Tematem przewodnim wieczoru poprowadzonego przez historyka dra Andrzeja Korytko oraz dziennikarza Marka Jarmołowicza były praktykowane na Warmii i Mazurach zwyczaje noworoczno-karnawałowe, o których rozmawiali z etnograf Elżbietą Kaczmarek, kulturoznawcą dr Krzysztofem Szatrawskim oraz dziennikarzem Grzegorzem Szydłowskim.
Uczestniczący w spotkaniu olsztynianie mogli się dowiedzieć między innymi, że dawniej na naszych ziemiach młodzież praktykowała tzw. bajerowanie, czyli wchodziła na wierzę kościelną, by potrzeć sercem znajdującego się na niej dzwonu o jego czaszę. W Sylwestra wróżono także z lanego ołowiu, cyny lub wosku bądź też przez wrzucenie ziaren owsa czy węgla do miski z wodą. Natomiast młodzieńcy lubowali się w psotach, na przykład stawiając wozy na dachach stodół. Wśród tych zwyczajów była także modlitwa, spożywanie tzw. brei oraz picie grogu. Spotkać też można było kolędników z Szemlem (osobą przebraną za białego konia, który występował w roli Mikołaja).

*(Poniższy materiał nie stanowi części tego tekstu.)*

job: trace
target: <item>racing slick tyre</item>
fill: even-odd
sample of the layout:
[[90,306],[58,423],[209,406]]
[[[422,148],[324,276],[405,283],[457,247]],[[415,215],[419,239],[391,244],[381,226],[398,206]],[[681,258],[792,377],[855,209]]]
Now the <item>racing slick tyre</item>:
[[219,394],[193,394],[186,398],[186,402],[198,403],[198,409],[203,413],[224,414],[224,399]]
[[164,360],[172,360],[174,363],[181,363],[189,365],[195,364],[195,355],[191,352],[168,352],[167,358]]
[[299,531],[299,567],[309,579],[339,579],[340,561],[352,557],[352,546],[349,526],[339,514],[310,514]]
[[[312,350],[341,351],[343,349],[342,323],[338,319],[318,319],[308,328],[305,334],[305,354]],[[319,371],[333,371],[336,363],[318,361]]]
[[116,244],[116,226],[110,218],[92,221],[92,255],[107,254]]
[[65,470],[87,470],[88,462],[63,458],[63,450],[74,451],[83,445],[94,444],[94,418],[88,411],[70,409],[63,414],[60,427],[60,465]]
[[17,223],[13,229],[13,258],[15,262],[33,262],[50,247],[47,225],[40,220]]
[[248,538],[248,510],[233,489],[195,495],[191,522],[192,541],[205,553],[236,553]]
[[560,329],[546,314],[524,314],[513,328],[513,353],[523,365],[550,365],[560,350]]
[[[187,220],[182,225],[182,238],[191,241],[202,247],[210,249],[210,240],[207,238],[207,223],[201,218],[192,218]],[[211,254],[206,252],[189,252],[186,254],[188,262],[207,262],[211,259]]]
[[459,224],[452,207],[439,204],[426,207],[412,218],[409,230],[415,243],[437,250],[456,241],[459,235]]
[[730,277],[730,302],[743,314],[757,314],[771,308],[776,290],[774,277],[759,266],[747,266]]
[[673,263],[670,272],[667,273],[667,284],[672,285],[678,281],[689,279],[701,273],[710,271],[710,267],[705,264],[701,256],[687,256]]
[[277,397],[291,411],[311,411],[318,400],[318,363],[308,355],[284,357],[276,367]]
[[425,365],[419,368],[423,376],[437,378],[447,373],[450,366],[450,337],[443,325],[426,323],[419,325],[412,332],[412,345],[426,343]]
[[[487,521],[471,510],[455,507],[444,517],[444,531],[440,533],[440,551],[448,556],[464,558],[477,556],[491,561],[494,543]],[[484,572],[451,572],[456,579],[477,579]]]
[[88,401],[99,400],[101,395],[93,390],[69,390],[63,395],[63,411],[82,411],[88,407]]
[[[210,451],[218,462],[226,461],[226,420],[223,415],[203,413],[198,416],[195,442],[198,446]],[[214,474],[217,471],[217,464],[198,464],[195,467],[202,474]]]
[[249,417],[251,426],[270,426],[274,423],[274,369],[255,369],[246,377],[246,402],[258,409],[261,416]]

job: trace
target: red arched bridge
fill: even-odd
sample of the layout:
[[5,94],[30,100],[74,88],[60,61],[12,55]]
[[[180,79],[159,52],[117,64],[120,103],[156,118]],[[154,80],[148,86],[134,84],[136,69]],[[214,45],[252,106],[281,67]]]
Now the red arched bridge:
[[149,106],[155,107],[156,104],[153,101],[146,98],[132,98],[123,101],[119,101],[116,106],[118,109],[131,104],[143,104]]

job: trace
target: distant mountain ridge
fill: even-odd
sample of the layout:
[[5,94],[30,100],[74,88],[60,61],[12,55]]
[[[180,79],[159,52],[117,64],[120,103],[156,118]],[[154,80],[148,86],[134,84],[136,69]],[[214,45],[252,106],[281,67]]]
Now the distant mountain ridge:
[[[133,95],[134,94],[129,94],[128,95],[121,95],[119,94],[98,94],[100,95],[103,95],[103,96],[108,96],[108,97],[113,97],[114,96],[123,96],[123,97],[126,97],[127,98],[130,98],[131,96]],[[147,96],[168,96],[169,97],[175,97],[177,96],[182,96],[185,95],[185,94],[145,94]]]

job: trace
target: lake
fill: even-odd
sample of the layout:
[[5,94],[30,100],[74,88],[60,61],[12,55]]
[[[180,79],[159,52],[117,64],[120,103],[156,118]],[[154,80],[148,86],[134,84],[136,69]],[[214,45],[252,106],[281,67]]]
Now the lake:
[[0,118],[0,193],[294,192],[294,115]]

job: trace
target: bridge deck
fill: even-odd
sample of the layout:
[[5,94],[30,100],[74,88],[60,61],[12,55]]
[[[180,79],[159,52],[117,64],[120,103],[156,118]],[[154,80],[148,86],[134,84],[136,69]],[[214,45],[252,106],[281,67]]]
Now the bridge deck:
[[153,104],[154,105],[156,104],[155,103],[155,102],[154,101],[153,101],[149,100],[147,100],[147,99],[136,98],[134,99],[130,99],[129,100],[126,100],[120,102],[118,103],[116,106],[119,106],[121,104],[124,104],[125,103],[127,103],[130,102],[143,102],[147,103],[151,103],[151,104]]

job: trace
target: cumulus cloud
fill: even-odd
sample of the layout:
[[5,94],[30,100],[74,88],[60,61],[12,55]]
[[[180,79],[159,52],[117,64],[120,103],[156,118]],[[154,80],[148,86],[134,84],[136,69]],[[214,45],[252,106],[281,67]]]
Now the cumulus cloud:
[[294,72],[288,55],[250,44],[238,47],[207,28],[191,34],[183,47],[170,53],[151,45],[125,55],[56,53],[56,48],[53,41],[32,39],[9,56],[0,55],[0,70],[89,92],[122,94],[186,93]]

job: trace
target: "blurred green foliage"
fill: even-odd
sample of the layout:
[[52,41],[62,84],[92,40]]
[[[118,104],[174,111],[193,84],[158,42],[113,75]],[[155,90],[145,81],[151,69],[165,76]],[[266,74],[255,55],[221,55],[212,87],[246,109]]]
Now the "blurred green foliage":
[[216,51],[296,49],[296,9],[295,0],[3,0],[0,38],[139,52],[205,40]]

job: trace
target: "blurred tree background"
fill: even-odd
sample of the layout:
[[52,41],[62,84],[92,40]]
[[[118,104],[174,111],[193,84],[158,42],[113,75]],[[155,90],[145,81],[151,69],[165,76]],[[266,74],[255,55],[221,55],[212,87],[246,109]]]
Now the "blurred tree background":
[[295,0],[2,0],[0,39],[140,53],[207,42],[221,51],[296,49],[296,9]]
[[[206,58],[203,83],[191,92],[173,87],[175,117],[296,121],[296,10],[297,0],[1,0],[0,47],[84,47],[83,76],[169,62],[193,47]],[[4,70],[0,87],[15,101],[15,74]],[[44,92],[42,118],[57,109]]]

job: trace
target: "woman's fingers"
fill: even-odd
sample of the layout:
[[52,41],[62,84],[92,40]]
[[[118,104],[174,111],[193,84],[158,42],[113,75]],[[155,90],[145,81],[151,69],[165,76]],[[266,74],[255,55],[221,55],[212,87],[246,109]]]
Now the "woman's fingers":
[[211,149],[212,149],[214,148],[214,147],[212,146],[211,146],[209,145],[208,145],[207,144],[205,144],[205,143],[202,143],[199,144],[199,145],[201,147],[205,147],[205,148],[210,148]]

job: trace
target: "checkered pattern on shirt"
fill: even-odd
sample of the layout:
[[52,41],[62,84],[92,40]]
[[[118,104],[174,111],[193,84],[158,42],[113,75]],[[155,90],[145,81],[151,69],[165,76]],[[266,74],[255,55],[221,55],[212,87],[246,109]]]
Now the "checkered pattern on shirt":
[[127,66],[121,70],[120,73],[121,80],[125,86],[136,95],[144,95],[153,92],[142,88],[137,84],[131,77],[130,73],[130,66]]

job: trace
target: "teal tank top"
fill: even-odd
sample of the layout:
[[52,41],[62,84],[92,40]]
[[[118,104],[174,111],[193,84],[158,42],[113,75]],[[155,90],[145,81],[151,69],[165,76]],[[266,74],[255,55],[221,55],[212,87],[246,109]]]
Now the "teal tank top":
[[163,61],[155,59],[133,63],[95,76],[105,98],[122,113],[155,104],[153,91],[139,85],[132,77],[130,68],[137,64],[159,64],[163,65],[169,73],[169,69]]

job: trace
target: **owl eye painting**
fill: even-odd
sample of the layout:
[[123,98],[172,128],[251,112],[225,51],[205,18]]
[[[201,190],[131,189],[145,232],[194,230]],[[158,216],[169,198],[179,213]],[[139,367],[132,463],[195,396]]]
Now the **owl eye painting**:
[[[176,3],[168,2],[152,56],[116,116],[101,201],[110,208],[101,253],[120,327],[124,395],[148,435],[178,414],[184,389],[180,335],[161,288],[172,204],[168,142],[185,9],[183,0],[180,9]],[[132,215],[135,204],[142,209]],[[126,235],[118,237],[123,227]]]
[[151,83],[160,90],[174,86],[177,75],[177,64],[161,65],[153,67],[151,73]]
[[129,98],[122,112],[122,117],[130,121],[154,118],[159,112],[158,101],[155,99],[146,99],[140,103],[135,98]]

Oprócz rozmowy o wielu ciekawych, jednak często zapomnianych już noworocznych i karnawałowych zwyczajów, podczas wczorajsze spotkania debatowano również o tym, czy warto i w jaki sposób można by je przywrócić i stworzyć po raz wtóry wartościową alternatywę dla przeważających obecnie w Sylwestra i podczas karnawału imprez przy litrach alkoholu.